Kaleberg: In Massachusetts, at ordinary stop signs, the second driver doesn't have to come to a full stop at the sign if the first driver did. The result is that drivers just run stop signs.
I don't think that's a correct description of Massachusetts traffic law. This sounds like a case of culture diverging from law.
Kaleberg: Once one car goes through all waiting cars follow. Once drivers get used to going through a stop sign because the guy ahead of them went through the stop sign, the fifth guy isn't going to give a crap that he's fifth, not second. No, those painted lines aren't going to make a difference.
Kaleberg: You have clearly never driven in Massachusetts. The usual strategy is to enter the roundabout at speed and rely on the driver with the de jur right of way to slam on his brakes and let you in. The de facto right of way is momentum, the product of speed and mass, so heavier vehicles and faster vehicles get right of way by right of intimidation.
It can certainly happen that
drivers start applying game theory instead of following the traffic rules,
but there are 2 points I'd like to make about that.
1) Considering
the game theory of a traffic intersection and driving according to the Nash
equilibrium is more intellectually difficult than following the rules as
written, so this is an opposite criticism to drivers being too dumb to
understand the rules.
2) If drivers all act according to the Nash
equilibrium with no traffic law enforcement, then the signs and rules are
ignored and don't matter. That may be the case in some parts of India, but
the US has approximately
1/10 the traffic fatality rate per vehicle-year.
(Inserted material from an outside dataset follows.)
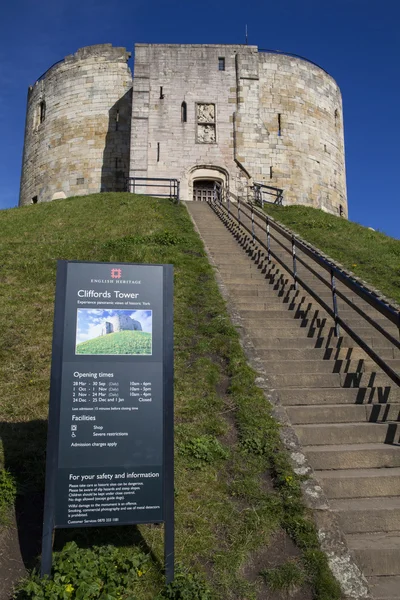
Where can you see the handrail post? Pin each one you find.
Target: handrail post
(268, 240)
(294, 261)
(334, 302)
If people are going to make
criticisms of the form "if you change the rules, people will do [X] instead
of following the rules", I think they should be clear about why people don't
do [X] now. Since that wasn't done here, I can only guess at some possible
reasons.
1) There's a psychological barrier to following cars past a
stop sign that's bigger than the psychological barrier to breaking rules
about doing that.
2) The only reason people don't follow cars through
a stop sign is because they're afraid some eager cross traffic will hit
them. More cars following others through intersections causes a phase
transition to an equilibrium with less eager cross traffic.
I think
(1) proves too much: for example, if speed limits are set too low and
drivers speed, that doesn't suddenly make a lot of drivers go faster. Also,
if this is how drivers in an area actually think, then 4-way stops are
probably unsafe and the city needs to have every intersection either be a
roundabout with traffic calming devices or have a traffic light and cameras.
As for (2), as I said above, cross traffic at 4-way stops being that
eager is dangerous and bad, so less of that is good.